Et quand une retenue ne suffit pas ?

La retenue est une réponse possible, pas une réponse à tout. Certaines situations demandent plus de temps, plus d’adultes autour de l’élève ou un autre type d’accompagnement.

Réponse courte

Passer d’une réponse isolée à une analyse collective

Multiplier les heures de retenue ne traite pas toujours la cause d’un comportement. La répétition et la gravité sont des signaux pour croiser les observations, associer les bons professionnels et construire une réponse suivie.

Les signaux qui demandent un relais rapide

  • violence physique, menace, mise en danger ou dégradation importante ;
  • situation de harcèlement ou de cyberharcèlement présumée ;
  • propos discriminatoires, sexuels ou particulièrement inquiétants ;
  • mêmes faits répétés malgré plusieurs réponses ;
  • changement brutal de comportement, souffrance ou grande vulnérabilité observée ;
  • incident impliquant plusieurs élèves et des versions contradictoires.

En cas de danger immédiat, appliquez sans délai le protocole de sécurité et d’alerte de l’établissement.

Ce que la retenue ne doit pas masquer

Une punition peut éventuellement faire partie de la réponse à un manquement, mais elle ne remplace pas la protection d’une victime, le traitement d’une situation de harcèlement, une procédure disciplinaire, un accompagnement éducatif ou la mobilisation des personnels sociaux et de santé lorsque leur intervention est nécessaire.

La commission éducative

La commission éducative examine la situation d’un élève dont le comportement est inadapté aux règles de vie de l’établissement et recherche une réponse éducative personnalisée. Elle peut suivre des mesures de prévention, d’accompagnement ou de responsabilisation. Ce n’est pas un conseil de discipline ni une « punition plus forte ».

En pratique pour un AED

Transmettre des faits qui permettent d’agir

L’AED n’a pas à résoudre seul la situation. Ses observations sont toutefois indispensables pour repérer une évolution et éviter que chaque incident soit traité comme un événement isolé.

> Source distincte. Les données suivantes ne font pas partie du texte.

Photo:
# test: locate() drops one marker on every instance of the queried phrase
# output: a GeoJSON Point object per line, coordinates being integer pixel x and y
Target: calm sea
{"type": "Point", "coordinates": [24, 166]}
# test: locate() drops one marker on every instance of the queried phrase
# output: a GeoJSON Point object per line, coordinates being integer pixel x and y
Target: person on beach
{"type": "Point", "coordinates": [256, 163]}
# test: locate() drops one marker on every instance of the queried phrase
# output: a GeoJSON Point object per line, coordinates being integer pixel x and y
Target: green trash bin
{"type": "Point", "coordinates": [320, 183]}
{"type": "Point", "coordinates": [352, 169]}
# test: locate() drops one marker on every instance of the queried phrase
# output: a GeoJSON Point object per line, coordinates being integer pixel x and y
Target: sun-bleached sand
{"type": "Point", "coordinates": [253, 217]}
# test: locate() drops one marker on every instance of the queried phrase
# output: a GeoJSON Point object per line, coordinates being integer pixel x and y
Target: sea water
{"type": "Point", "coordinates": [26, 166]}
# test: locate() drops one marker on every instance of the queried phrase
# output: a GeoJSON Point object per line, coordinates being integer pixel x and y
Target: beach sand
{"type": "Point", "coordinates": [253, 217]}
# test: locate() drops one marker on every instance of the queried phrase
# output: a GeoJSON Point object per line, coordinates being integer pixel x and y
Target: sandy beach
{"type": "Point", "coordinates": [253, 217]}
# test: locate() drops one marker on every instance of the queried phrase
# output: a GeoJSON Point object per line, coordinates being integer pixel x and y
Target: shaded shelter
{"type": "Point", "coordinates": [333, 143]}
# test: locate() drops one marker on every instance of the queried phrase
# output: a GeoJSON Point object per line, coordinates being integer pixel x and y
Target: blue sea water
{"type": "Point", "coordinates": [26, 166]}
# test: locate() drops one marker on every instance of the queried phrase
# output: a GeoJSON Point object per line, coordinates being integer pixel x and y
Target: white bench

Le contenu d’une transmission utile

  1. Quand et où : date, heure, espace concerné.
  2. Qui : élèves et adultes présents, sans diffuser l’information au-delà des personnes concernées.
  3. Quoi : gestes, paroles exactes, comportements observables.
  4. Avant et après : contexte immédiat, rappels effectués et réaction de l’élève.
  5. Déjà fait : punitions, échanges ou accompagnements connus et leurs effets.

Éviter les rapports qui concluent à la place de l’équipe

« L’élève est dangereux et mérite une exclusion » mélange interprétation et décision disciplinaire. Écrivez plutôt les faits qui fondent votre inquiétude et signalez clairement l’urgence : « J’alerte car… ». Le CPE et la direction pourront alors apprécier la réponse et la procédure adaptées.

Construire le suivi

Selon la situation, l’équipe peut prévoir un point régulier avec un adulte référent, des objectifs précis, un échange avec les responsables légaux, une médiation lorsque les conditions sont réunies ou la mobilisation de la commission éducative. L’AED contribue en observant les évolutions et en transmettant ce qui change, y compris les progrès.

Si les retenues s’accumulent

Faites une synthèse courte : nombre et motifs, périodes concernées, adultes impliqués, travaux réalisés, absences éventuelles aux retenues et effets observés. Cette vue d’ensemble est plus utile qu’une nouvelle retenue donnée automatiquement.